Secara khusus di Provinsi Riau terdata mencapai 442 subjek hukum yang menguasai lebih dari 300 ribu hektar lebih kawasan hutan secara tidak sah. Jumlah subjek hukum dan perkiraan awal luasan hutan yang dikuasai tanpa izin ini masih terbuka terjadi penambahan. Soalnya, dari 8 Surat Keputusan Menteri LHK yang sudah diterbitkan itu, tak semuanya mencantumkan luasan lahan.
Diketahui, kalau Menteri LHK Siti Nurbaya telah membentuk sebuah tim untuk implementasi UU Cipta Kerja dan aturan turunannya di sektor kehutanan. Tim tersebut bernama Satuan Pelaksanaan, Pengawasan dan Pengendalian Implementasi UU Cipta Kerja Bidang Lingkungan Hidup dan Kehutanan. Tim ini ditetapkan berdasarkan SK Menteri LHK nomor: SK.203/ Menlhk/ Setjen/ KUM./ 5/ 2021 yang diteken pada 4 Mei 2021 lalu.
Adapun tim ini jumlahnya cukup besar yang meliputi 10 kelompok kerja (pokja). Tim diketuai oleh Sekretaris Jenderal KLHK dan sekretarisnya ditunjuk Roosi Tjandrakirana. Sementara, Menteri LHK dan Wakil Menteri LHK menjadi pengarah.
Untuk posisi Wakil Ketua Tim ditunjuk dua orang yakni Irjen Kementerian LHK dan Dirjen Planologi Kehutanan dan Tata Lingkungan. Posisi wakil sekretaris juga dipegang oleh dua orang yakni FX Herwirawan dan Sigit Nugroho.
Sementara itu, 6 pejabat Dirjen di lingkungan Kementerian LHK ditunjuk menjadi anggota tim pengarah, termasuk di dalamnya Kepala Badan Standarisasi Instrumen Lingkungan dan Kehutanan.
Tim Satuan Pelaksanaan UU Cipta Kerja Bidang Kehutanan ini juga diisi oleh 5 tenaga ahli yakni Prof San Afri Awang, Prof Asep Warlan Yusuf, Dr Ilyas Assad, Dr Agus Pambagio dan Prof Sigit Hardwinarto.
Tim Satuan Pelaksanaan UU Cipta Kerja ini secara teknis dibagi dalam 10 kelompok kerja (pokja).

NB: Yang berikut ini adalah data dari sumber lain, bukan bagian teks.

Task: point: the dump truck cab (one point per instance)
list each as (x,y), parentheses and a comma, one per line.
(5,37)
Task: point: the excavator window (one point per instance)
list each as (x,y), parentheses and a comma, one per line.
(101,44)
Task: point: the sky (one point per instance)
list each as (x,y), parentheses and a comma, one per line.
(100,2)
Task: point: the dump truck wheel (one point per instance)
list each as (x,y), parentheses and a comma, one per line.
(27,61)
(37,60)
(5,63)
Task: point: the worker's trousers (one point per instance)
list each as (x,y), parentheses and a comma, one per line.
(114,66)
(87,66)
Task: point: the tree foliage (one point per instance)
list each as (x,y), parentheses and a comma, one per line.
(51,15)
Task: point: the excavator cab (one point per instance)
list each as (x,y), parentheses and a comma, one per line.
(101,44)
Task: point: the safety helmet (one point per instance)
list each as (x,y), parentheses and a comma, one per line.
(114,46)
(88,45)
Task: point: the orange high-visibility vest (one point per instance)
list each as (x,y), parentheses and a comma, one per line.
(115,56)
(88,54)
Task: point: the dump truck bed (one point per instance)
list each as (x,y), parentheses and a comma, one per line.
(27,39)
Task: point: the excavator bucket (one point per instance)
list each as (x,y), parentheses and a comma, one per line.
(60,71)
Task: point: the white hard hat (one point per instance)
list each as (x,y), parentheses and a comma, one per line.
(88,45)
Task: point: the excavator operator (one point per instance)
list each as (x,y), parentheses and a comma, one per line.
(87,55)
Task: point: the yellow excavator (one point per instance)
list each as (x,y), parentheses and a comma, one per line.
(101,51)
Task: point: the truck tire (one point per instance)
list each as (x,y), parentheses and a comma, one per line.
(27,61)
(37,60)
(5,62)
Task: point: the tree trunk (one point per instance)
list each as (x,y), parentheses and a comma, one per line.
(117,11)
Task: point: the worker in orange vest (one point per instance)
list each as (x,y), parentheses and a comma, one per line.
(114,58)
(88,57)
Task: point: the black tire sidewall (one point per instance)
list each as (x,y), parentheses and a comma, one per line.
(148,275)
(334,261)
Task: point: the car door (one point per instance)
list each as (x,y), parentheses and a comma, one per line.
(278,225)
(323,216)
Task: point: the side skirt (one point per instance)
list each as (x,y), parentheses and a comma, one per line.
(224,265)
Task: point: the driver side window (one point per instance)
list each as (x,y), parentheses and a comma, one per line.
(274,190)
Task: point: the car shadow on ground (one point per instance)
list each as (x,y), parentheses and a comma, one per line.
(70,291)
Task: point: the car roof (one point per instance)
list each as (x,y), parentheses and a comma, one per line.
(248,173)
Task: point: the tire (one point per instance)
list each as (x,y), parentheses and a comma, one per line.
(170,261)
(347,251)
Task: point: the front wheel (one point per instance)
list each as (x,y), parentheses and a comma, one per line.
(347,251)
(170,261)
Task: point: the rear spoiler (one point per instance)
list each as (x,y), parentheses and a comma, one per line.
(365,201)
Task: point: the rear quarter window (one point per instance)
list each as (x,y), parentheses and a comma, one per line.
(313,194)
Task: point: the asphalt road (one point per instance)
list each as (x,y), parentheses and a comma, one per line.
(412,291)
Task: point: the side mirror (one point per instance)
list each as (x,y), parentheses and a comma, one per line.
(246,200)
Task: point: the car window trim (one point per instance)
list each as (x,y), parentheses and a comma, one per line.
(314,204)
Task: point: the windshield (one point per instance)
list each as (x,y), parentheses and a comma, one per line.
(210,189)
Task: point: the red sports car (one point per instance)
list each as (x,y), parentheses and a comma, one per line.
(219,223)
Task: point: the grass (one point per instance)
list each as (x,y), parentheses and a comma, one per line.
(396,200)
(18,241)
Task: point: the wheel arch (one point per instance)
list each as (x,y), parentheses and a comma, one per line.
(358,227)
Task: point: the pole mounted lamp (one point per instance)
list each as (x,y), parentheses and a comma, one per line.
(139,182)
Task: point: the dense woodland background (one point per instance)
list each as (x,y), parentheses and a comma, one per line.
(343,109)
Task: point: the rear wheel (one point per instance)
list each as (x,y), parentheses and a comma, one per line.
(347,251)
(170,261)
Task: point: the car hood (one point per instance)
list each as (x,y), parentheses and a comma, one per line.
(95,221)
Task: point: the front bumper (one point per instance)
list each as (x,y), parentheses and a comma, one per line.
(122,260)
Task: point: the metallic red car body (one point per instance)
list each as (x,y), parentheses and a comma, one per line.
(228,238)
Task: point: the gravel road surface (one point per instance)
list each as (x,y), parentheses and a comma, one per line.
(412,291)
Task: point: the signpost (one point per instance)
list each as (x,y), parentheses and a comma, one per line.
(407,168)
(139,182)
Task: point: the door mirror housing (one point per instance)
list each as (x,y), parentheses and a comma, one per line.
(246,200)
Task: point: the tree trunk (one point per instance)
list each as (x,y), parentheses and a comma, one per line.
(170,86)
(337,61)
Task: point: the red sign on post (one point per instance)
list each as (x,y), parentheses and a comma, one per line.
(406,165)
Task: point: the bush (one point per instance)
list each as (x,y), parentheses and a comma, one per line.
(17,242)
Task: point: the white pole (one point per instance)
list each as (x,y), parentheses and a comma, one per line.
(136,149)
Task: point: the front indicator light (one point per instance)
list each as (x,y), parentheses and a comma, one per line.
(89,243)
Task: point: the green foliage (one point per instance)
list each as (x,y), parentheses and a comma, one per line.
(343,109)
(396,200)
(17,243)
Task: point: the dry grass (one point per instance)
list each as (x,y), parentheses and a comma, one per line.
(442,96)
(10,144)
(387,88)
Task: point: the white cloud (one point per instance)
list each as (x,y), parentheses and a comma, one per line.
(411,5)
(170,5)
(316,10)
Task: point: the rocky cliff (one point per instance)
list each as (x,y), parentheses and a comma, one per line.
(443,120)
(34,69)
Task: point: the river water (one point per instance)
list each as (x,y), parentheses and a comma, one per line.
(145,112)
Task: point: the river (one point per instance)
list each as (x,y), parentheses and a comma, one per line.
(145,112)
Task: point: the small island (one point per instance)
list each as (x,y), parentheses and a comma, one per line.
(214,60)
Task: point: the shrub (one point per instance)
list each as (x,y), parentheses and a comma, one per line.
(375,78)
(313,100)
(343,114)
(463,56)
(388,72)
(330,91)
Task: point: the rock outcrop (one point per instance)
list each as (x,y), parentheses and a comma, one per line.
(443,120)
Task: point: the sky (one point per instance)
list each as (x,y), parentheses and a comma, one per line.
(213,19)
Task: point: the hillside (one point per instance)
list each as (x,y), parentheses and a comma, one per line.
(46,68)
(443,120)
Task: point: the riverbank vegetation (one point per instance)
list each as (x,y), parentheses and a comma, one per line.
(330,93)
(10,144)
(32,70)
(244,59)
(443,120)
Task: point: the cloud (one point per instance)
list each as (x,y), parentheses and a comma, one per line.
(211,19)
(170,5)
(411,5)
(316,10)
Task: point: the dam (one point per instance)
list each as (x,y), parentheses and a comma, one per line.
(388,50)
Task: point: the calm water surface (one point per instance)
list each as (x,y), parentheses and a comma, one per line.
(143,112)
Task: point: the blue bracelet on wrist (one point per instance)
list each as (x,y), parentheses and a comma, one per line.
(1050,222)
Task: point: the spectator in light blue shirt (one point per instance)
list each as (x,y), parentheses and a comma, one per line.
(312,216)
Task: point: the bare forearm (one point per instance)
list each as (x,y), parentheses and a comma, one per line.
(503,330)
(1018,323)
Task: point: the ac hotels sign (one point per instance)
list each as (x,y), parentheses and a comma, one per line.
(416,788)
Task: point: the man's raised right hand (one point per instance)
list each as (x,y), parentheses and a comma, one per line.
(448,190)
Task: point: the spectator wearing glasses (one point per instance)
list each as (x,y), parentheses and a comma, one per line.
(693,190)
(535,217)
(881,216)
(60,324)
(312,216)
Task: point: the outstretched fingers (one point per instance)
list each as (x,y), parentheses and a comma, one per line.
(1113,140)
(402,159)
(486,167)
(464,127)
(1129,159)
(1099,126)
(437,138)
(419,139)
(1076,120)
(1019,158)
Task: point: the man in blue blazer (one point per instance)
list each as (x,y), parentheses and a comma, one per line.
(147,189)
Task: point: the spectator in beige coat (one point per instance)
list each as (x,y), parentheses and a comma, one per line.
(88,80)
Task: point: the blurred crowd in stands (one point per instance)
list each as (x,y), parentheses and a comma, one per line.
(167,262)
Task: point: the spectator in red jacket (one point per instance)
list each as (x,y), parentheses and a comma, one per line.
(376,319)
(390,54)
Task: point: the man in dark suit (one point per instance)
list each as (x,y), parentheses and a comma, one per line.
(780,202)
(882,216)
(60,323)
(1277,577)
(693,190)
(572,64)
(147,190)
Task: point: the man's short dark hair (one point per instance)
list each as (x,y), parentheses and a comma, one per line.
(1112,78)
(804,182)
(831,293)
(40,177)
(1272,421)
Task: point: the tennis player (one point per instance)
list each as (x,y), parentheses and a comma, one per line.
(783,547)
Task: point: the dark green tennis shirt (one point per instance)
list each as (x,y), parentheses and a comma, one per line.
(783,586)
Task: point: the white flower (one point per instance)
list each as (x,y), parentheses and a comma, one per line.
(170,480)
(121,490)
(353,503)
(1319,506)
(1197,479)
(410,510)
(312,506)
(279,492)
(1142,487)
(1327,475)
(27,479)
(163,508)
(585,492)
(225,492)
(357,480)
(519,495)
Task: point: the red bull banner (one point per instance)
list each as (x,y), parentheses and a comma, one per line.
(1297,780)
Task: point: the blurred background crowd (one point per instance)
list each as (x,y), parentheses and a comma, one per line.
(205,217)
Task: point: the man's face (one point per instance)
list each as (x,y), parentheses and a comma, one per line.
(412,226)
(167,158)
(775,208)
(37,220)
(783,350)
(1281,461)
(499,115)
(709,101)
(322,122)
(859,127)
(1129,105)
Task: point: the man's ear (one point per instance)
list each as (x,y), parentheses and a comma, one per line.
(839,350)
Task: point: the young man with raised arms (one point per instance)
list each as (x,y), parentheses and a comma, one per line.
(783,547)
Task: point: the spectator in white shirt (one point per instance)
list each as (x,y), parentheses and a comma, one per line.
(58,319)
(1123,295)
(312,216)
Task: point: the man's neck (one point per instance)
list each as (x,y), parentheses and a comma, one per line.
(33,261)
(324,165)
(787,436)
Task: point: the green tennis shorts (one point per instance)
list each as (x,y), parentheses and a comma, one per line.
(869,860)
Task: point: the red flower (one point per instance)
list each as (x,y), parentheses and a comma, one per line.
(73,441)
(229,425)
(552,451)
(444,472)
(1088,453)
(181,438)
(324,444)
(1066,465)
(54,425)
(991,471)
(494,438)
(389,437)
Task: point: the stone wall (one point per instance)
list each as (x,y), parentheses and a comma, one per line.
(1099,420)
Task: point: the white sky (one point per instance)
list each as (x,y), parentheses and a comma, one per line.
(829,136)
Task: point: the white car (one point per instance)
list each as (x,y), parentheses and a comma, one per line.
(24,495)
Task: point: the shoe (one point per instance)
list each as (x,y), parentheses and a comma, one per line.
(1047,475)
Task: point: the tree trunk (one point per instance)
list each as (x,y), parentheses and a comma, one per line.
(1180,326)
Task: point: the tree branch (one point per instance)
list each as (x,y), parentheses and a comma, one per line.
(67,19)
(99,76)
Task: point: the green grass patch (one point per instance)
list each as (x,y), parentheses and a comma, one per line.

Yakni Pokja I membidangi sosialisasi, Pokja II membidangi inventory dan analisis konsekuensi implementasi regulasi, Pokja III membidangi standarisasi dan penerapan standar.
Sementara Pokja IV membidangi asistensi perizinan berusaha berbasis risiko (risk based approach). Pokja V membidangi konsolidasi data dan penyelesaian keterlanjuran, Pokja VI membidangi pengembangan dan integrasi sistem tata kelola, Pokja VIII mengurusi finalisasi perhutanan sosial.
Sedangkan Pokja IX membidangi pengembangan kelembagaan dan asistensi daerah serta Pokja X membidangi transisi regulasi dan pengendalian konsekuensi/ ekses.
Adapun Pokja I dikoordinatori oleh Kepala Biro Hukum Kementerian LHK dan 8 pejabat lain sebagai anggota pokja. Pokja II dikoordinatori oleh Kepala Biro Hukum dibantu 8 pejabat lain.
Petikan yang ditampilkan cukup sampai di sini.